Estamos en tiempos de ruidos abundantes e insoportables, que nos distraen y nos impiden dedicar nuestra atención a las reflexiones básicas, tanto humanas como espirituales. Es fácil tener que soportar los murmullos de la gente que habla durante los silencios, como es el caso del minuto de silencio que a veces se solicita en recuerdo de diversos sucesos desgraciados. O durante los silencios en los cines, los teatros, conciertos musicales, discursos públicos o celebraciones religiosas. A veces simplemente hay que soportar las llamadas a destiempo de los teléfonos móviles que no han sido silenciados debidamente y a su tiempo.
Hoy hay ya, también, mucha gente que sabe buscar ocasiones y modos de recogerse en actitud de silencio. Por ejemplo, los seguidores de los diferentes tipos de yoga, o los nuevos movimientos de la práctica del llamado mindfulness o diversas meditaciones orientales. Éstos comprenden que muchas veces un buen silencio vale más que mil palabras.
Es conocida la práctica habitual de silencio que llevaban a cabo por sistema los miembros de la secta judía de los esenios. Esta práctica fue continuada pronto por los seguidores de Jesús de Nazaret. La búsqueda del silencio la practicaron en los primeros siglos los anacoretas, hombres religiosos que llevaban adelante su vida en la soledad y el silencio del desierto. Tal fue el caso de San Antón, que después ha sido reconocido como amigo y protector de los animales. Esa misma línea siguió San Atanasio.
En lugar de la soledad del desierto, empezaron a reunirse los anacoretas en pequeños grupos llamados cenobios. San Basilio fue uno de los distinguidos en esa práctica cenobítica, llegando a fijar ciertas reglas que siguieron después otros cenobitas.
Más conocido en occidente fue el religioso San Benito, que puso en marcha múltiples monasterios, con su propia regla, seguida luego en la iglesia o cristiandad de occidente. La Regla recogía las prácticas monásticas resumiéndolas en el aforismo del “ora et labora”, oración, o meditación, y trabajo, que por cierto también se realizaba en silencio.
Diferente fue el espíritu y la práctica de las llamadas órdenes mendicantes, que vivían de lo que las gentes les entregaban como limosna. Así nacieron la orden franciscana y, sobre todo, la de los dominicos, u orden de predicadores, que encerraron su espíritu y práctica en la predicación, que en latín resumían como “contemplata aliis tradere”, es decir estudiar y contemplar la sagrada escritura y las enseñanzas de la teología en el silencio del convento, pasando luego a proclamarlas en el púlpito.

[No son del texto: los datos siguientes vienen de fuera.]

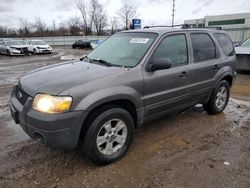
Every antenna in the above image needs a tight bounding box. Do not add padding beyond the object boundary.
[172,0,175,27]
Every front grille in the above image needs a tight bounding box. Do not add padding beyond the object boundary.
[16,86,30,105]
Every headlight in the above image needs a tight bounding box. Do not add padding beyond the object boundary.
[9,47,20,52]
[32,94,72,113]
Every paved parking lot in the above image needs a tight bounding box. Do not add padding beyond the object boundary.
[0,46,250,187]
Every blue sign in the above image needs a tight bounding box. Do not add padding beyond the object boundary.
[132,19,141,29]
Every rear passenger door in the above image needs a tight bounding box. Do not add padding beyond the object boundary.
[188,32,222,100]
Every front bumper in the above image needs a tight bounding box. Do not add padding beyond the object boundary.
[36,48,52,54]
[10,50,25,56]
[9,47,29,55]
[10,85,87,149]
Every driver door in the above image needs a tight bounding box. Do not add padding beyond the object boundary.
[143,33,194,119]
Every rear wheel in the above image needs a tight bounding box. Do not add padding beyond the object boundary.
[82,107,134,165]
[203,80,230,114]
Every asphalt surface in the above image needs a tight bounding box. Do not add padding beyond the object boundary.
[0,46,250,188]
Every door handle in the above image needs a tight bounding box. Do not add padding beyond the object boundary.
[179,71,188,78]
[212,64,220,70]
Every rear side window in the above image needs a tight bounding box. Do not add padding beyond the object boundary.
[191,33,216,62]
[214,33,235,56]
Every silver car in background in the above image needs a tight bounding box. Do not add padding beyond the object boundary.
[235,37,250,71]
[0,40,30,56]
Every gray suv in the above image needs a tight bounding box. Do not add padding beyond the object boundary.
[10,27,236,165]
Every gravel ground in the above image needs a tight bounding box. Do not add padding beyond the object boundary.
[0,46,250,188]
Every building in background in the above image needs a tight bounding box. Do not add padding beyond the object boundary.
[184,12,250,42]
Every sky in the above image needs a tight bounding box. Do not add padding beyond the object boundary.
[0,0,249,29]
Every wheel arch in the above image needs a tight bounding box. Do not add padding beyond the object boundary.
[79,98,139,144]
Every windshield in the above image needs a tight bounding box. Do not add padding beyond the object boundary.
[241,38,250,47]
[17,40,26,44]
[7,41,24,46]
[88,32,157,67]
[33,40,47,45]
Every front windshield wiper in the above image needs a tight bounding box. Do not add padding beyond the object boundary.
[80,55,93,62]
[91,58,115,67]
[80,55,120,67]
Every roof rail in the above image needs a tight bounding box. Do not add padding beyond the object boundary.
[184,25,222,30]
[143,24,184,29]
[143,24,222,30]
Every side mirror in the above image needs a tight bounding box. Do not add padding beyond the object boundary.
[148,58,172,72]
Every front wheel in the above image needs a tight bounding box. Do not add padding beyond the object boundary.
[203,80,230,114]
[83,107,134,165]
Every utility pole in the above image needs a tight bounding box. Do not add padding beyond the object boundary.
[171,0,175,27]
[52,20,56,46]
[52,20,56,32]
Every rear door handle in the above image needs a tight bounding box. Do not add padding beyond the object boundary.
[212,64,220,70]
[179,71,188,78]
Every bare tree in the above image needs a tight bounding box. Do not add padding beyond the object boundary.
[67,16,82,35]
[33,17,47,35]
[90,0,107,35]
[76,0,92,35]
[110,17,119,34]
[117,3,137,30]
[19,18,31,36]
[0,26,8,37]
[57,22,69,35]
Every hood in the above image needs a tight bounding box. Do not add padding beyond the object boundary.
[19,61,122,97]
[9,45,27,48]
[235,46,250,55]
[35,45,50,48]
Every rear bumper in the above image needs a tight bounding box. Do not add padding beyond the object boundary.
[10,85,88,149]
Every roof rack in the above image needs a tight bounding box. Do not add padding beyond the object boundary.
[143,24,184,29]
[143,24,222,30]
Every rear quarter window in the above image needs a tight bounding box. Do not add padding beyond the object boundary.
[214,33,235,56]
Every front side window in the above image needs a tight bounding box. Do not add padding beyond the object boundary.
[151,34,188,66]
[88,32,157,67]
[214,33,234,56]
[191,33,216,62]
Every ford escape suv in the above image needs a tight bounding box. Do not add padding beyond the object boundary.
[10,27,236,165]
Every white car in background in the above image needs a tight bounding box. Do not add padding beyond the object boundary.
[235,37,250,71]
[27,40,52,54]
[0,40,30,56]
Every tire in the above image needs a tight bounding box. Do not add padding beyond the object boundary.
[7,50,11,56]
[83,107,135,165]
[203,80,230,115]
[33,49,37,54]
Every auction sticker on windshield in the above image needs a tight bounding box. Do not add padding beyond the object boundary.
[130,38,149,44]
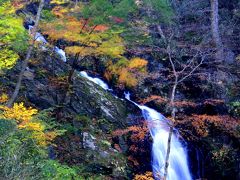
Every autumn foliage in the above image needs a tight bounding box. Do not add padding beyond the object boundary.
[189,114,239,137]
[112,122,149,142]
[140,95,167,105]
[0,103,58,146]
[0,93,8,103]
[0,0,28,71]
[105,57,148,87]
[133,171,154,180]
[113,121,151,168]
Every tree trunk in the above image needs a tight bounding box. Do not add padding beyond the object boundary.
[7,0,45,107]
[210,0,224,61]
[157,25,167,44]
[163,81,177,180]
[80,18,89,34]
[75,0,78,7]
[89,25,98,35]
[62,53,80,105]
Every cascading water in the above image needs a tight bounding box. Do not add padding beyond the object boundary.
[30,26,192,179]
[125,92,192,180]
[54,46,67,62]
[79,71,111,90]
[28,26,66,62]
[78,71,192,180]
[29,25,47,44]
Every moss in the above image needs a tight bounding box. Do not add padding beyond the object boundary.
[75,115,91,127]
[62,123,77,134]
[97,118,114,132]
[42,9,56,22]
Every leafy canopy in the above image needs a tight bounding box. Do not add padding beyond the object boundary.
[0,0,28,70]
[142,0,173,23]
[0,102,60,146]
[82,0,137,25]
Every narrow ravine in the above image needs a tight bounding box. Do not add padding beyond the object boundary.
[31,29,192,180]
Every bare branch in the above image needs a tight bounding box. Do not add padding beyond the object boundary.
[178,55,205,83]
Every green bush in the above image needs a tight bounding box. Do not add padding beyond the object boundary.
[229,101,240,117]
[0,118,80,179]
[42,9,56,22]
[41,160,79,180]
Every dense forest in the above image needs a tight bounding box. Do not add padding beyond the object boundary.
[0,0,239,179]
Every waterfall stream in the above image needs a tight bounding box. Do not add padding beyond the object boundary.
[79,71,110,90]
[32,30,192,180]
[28,25,66,62]
[125,92,192,180]
[79,72,192,180]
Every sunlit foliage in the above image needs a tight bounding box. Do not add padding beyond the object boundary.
[39,0,148,87]
[0,103,59,146]
[0,49,19,70]
[0,93,8,103]
[50,0,71,5]
[0,1,28,51]
[128,57,148,69]
[40,16,111,42]
[133,171,154,180]
[0,0,28,70]
[52,5,68,18]
[105,57,148,87]
[64,34,125,58]
[1,102,38,124]
[40,16,125,58]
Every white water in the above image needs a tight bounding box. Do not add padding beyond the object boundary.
[79,71,110,90]
[54,46,67,62]
[28,26,67,62]
[29,25,47,43]
[125,92,192,180]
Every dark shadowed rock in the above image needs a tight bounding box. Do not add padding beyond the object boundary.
[4,50,141,128]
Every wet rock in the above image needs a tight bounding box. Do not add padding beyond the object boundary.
[82,132,96,150]
[3,50,141,129]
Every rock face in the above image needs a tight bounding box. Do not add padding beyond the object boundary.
[4,50,140,128]
[1,49,143,178]
[70,73,134,128]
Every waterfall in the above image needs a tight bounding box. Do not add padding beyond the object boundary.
[28,25,47,43]
[54,46,67,62]
[28,26,67,62]
[125,92,192,180]
[79,71,111,91]
[77,71,192,180]
[29,25,192,179]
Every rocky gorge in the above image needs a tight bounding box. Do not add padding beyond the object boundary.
[0,0,240,180]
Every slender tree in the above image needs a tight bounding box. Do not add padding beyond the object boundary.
[7,0,45,107]
[210,0,224,62]
[163,40,205,180]
[139,1,206,176]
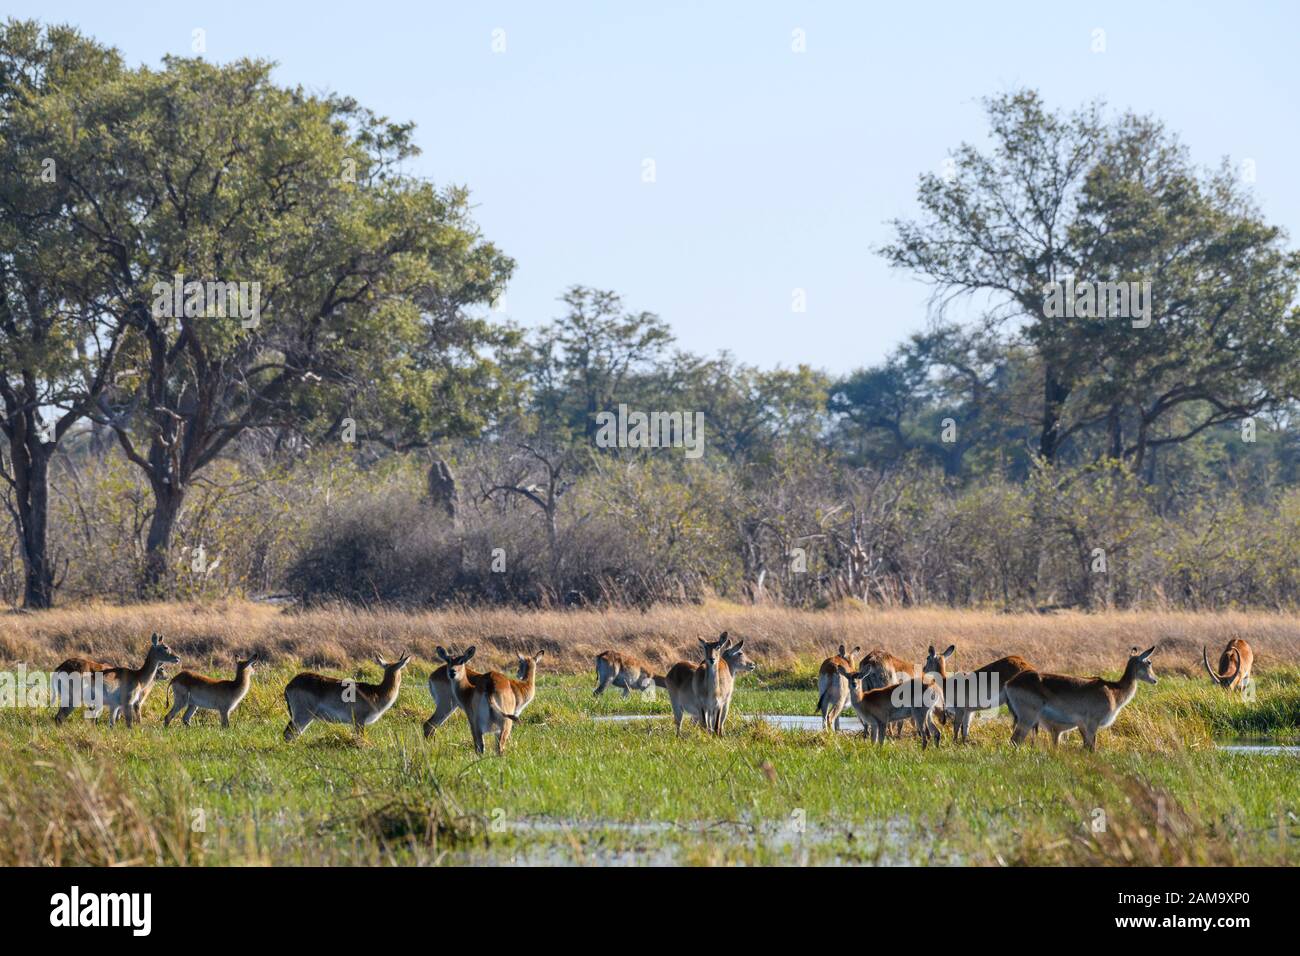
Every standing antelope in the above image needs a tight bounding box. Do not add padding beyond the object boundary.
[165,655,260,728]
[1203,638,1253,692]
[858,649,921,737]
[282,655,410,740]
[1005,647,1157,751]
[434,646,544,754]
[593,650,662,699]
[815,643,861,731]
[839,666,943,748]
[424,653,526,738]
[661,633,753,736]
[923,644,1034,743]
[53,633,180,727]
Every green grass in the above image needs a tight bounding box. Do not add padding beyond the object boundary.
[1,663,1297,866]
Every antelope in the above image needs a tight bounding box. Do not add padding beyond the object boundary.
[282,654,410,740]
[164,655,260,727]
[53,633,180,727]
[815,643,861,731]
[593,650,662,699]
[424,654,527,738]
[660,634,754,736]
[434,646,544,754]
[858,648,922,738]
[839,665,944,748]
[1203,638,1253,692]
[1005,646,1157,751]
[923,644,1034,743]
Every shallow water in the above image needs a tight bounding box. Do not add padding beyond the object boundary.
[1217,743,1300,755]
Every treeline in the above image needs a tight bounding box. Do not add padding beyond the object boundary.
[3,22,1300,611]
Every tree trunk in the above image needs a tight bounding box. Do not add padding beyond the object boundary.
[1038,366,1070,462]
[140,481,184,598]
[11,439,54,609]
[427,455,465,575]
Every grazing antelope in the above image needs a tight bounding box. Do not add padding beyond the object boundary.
[923,644,1034,743]
[815,643,861,731]
[282,655,410,740]
[661,634,754,736]
[424,654,527,738]
[434,646,544,754]
[858,649,922,738]
[1203,638,1253,692]
[164,655,259,728]
[593,650,662,699]
[53,633,180,727]
[839,666,944,748]
[1005,646,1157,751]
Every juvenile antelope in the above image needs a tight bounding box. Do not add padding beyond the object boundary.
[593,650,662,699]
[424,653,527,738]
[282,654,410,740]
[165,655,260,728]
[923,644,1034,743]
[434,646,544,754]
[1005,647,1157,751]
[815,643,861,731]
[53,633,180,727]
[839,665,943,748]
[858,649,921,737]
[1203,638,1253,692]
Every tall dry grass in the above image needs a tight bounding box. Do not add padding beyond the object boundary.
[2,599,1299,676]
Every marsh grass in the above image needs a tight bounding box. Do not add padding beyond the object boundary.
[0,650,1296,866]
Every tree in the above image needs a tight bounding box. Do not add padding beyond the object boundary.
[73,56,512,591]
[882,90,1300,468]
[519,286,673,441]
[0,21,129,607]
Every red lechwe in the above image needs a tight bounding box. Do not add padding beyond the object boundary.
[282,655,410,740]
[53,633,180,727]
[164,655,260,728]
[1202,638,1254,692]
[1005,647,1158,751]
[815,643,861,731]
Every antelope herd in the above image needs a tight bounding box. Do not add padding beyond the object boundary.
[42,634,1258,754]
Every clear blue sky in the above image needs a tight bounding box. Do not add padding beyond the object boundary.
[11,1,1299,374]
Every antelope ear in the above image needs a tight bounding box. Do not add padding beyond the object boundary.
[943,644,956,658]
[1131,646,1140,656]
[464,645,477,662]
[719,631,729,643]
[851,646,861,656]
[928,645,936,655]
[152,633,160,646]
[535,649,546,660]
[374,656,388,667]
[1140,646,1155,660]
[731,638,744,651]
[699,638,709,648]
[838,644,846,657]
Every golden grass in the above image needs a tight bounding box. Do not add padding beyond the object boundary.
[2,599,1299,676]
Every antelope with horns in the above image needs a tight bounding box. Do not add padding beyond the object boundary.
[435,646,544,754]
[923,644,1034,743]
[815,643,861,731]
[660,634,754,736]
[838,666,944,748]
[282,654,410,740]
[424,653,527,738]
[165,655,260,728]
[53,633,180,727]
[1005,647,1157,751]
[1203,638,1253,692]
[593,651,662,699]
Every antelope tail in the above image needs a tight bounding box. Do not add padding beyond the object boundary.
[814,689,829,716]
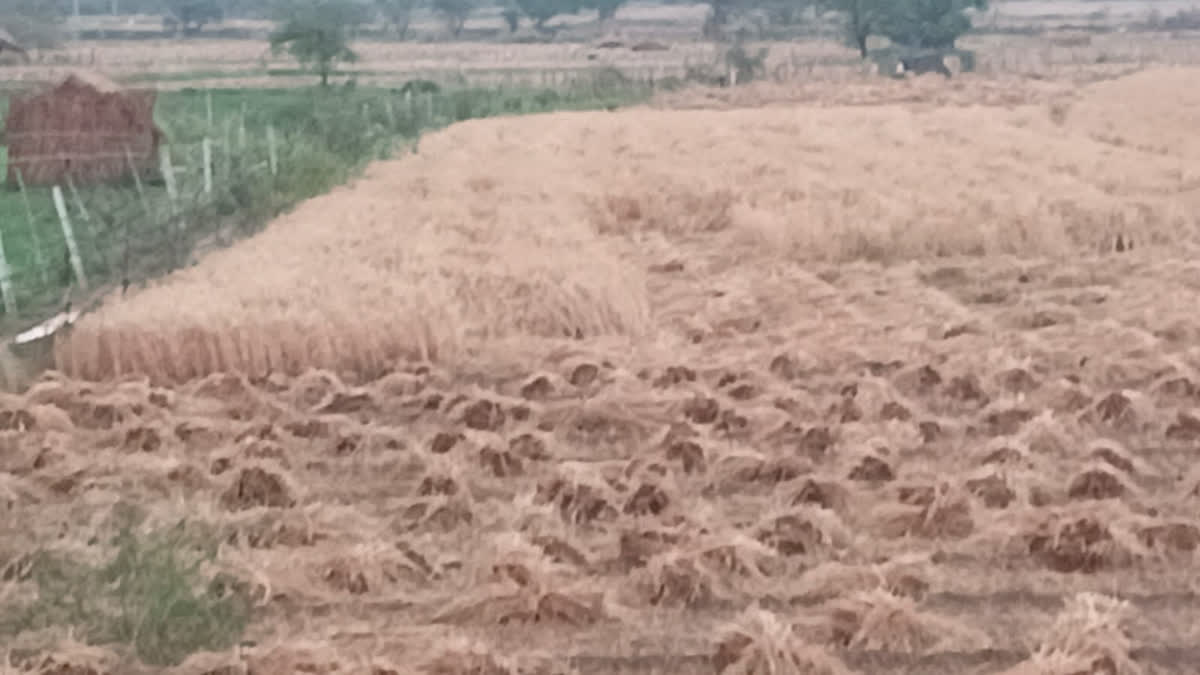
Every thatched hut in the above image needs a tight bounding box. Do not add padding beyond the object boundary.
[4,70,165,188]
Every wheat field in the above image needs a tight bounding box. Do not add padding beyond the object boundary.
[4,67,1200,674]
[57,67,1200,382]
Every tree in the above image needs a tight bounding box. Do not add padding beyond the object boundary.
[877,0,986,49]
[269,0,367,85]
[375,0,416,39]
[820,0,984,57]
[432,0,472,36]
[819,0,885,57]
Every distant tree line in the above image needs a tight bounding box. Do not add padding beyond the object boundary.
[702,0,986,51]
[4,0,986,55]
[23,0,637,36]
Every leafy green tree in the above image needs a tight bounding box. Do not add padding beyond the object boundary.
[820,0,983,56]
[819,0,884,57]
[432,0,473,36]
[375,0,416,39]
[269,0,367,85]
[877,0,986,49]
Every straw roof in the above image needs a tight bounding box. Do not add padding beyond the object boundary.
[51,69,126,94]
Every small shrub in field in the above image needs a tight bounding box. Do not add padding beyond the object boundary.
[1,521,252,667]
[726,42,770,85]
[276,142,353,203]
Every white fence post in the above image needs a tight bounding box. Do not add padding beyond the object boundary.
[51,186,89,292]
[202,137,213,195]
[0,228,16,315]
[159,145,182,230]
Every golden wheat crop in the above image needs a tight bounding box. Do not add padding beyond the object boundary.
[56,67,1200,384]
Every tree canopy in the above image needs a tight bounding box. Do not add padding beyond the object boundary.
[875,0,987,49]
[268,0,368,85]
[818,0,985,54]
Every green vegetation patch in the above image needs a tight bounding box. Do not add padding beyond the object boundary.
[1,518,252,667]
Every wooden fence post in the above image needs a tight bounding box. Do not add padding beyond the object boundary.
[51,186,89,292]
[13,169,49,286]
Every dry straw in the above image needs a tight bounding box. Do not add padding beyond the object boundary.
[56,67,1200,385]
[1002,593,1142,675]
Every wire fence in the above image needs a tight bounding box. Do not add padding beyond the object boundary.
[1,133,275,326]
[0,74,656,339]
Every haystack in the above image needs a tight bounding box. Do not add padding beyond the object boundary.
[4,70,165,188]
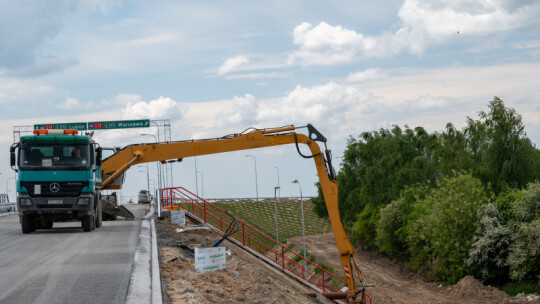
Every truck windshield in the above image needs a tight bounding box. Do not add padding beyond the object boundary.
[19,144,91,170]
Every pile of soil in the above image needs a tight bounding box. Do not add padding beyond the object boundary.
[156,216,330,304]
[450,276,508,302]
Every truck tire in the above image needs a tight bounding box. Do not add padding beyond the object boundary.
[21,215,32,234]
[30,216,37,232]
[95,201,102,228]
[82,215,93,232]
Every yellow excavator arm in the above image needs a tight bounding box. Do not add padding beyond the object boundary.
[100,124,366,301]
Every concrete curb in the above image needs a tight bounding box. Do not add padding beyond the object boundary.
[126,211,163,304]
[151,218,163,304]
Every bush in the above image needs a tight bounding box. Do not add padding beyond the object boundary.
[508,183,540,283]
[467,203,512,283]
[406,173,489,283]
[376,183,431,259]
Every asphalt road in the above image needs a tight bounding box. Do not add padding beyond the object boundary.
[0,205,147,304]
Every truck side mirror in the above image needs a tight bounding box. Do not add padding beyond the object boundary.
[10,151,15,167]
[96,147,102,166]
[9,145,17,168]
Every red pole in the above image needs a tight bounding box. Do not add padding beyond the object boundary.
[203,201,207,223]
[281,246,285,269]
[242,223,245,246]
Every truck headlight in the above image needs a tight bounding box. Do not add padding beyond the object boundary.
[77,198,90,205]
[19,198,32,206]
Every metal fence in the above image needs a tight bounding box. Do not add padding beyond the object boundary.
[0,202,17,214]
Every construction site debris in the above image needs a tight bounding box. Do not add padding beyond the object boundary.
[176,226,210,233]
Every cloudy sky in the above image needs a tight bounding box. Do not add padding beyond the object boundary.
[1,0,540,201]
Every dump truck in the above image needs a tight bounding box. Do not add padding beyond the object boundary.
[10,129,134,233]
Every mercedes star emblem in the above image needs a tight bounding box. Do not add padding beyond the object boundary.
[50,183,60,193]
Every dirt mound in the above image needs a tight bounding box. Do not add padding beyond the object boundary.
[449,276,509,302]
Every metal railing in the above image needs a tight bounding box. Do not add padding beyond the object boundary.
[161,186,370,303]
[0,202,17,214]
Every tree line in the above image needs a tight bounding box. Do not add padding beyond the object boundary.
[313,97,540,287]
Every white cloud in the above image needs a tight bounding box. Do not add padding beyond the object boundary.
[0,78,55,104]
[57,97,81,109]
[405,95,451,110]
[512,40,540,50]
[225,72,292,80]
[218,56,250,75]
[259,82,370,125]
[122,96,186,119]
[287,1,540,65]
[347,68,388,83]
[113,93,143,106]
[218,94,258,126]
[0,0,122,76]
[118,32,181,47]
[287,22,368,66]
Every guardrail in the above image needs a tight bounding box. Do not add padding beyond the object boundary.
[0,202,17,213]
[161,187,370,303]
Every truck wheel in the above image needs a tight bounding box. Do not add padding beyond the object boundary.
[30,217,37,232]
[21,215,32,234]
[82,215,93,232]
[95,201,103,228]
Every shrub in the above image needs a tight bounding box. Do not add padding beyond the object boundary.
[467,203,512,283]
[508,183,540,283]
[406,173,489,283]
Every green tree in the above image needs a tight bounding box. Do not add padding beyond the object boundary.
[467,203,512,283]
[465,97,540,193]
[376,183,431,259]
[508,183,540,283]
[406,173,489,283]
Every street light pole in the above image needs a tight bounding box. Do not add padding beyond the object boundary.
[292,179,307,277]
[194,157,199,199]
[137,165,150,194]
[274,185,281,261]
[196,170,204,199]
[141,133,161,217]
[274,166,280,198]
[245,155,259,202]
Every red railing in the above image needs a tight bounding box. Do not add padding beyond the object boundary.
[161,187,371,303]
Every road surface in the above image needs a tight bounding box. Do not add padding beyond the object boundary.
[0,205,147,304]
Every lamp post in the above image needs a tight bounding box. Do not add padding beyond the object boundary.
[292,179,307,277]
[196,170,204,199]
[245,155,259,202]
[6,176,15,202]
[274,185,281,261]
[141,133,162,217]
[274,166,280,198]
[194,157,199,199]
[137,164,150,194]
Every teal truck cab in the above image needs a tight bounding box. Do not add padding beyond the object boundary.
[10,129,104,233]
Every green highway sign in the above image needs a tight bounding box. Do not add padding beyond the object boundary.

Después nacieron diversas órdenes contemplativas, que se caracterizan grandemente por la práctica del silencio y el retiro. Incluso muchas órdenes fueron reformadas profundizando en la práctica del silencio y la contemplación. Es el caso de la orden del carmelo, de las mujeres reformadas por Santa Teresa y de los hombres con la intervención de San Juan de la Cruz.
En estos días celebramos la fiesta de San José, el hombre del silencio. No figura en los evangelios ninguna palabra suya, como sí figuran palabras atribuidas a su mujer, la Virgen Santa María. Es curioso y llamativo que, en el momento en que parecía que debía haber hablado el padre, como en el encuentro con su hijo, de doce años, a quien hallaron en el templo después de haberlo dado por perdido, y su madre le hizo el siguiente reproche: “Hijo, ¿por qué nos has hecho esto? Mira, tu padre y yo, angustiados, te andábamos buscando” (Lc 2,48). ¿Por qué hizo el reproche la madre y no el padre, como parecería lo más normal? Pues así aparece San José como el hombre del silencio.
Esperamos que San José nos haga también hoy a nosotros hombres y mujeres de oración y de silencio que enriquezca nuestras vidas.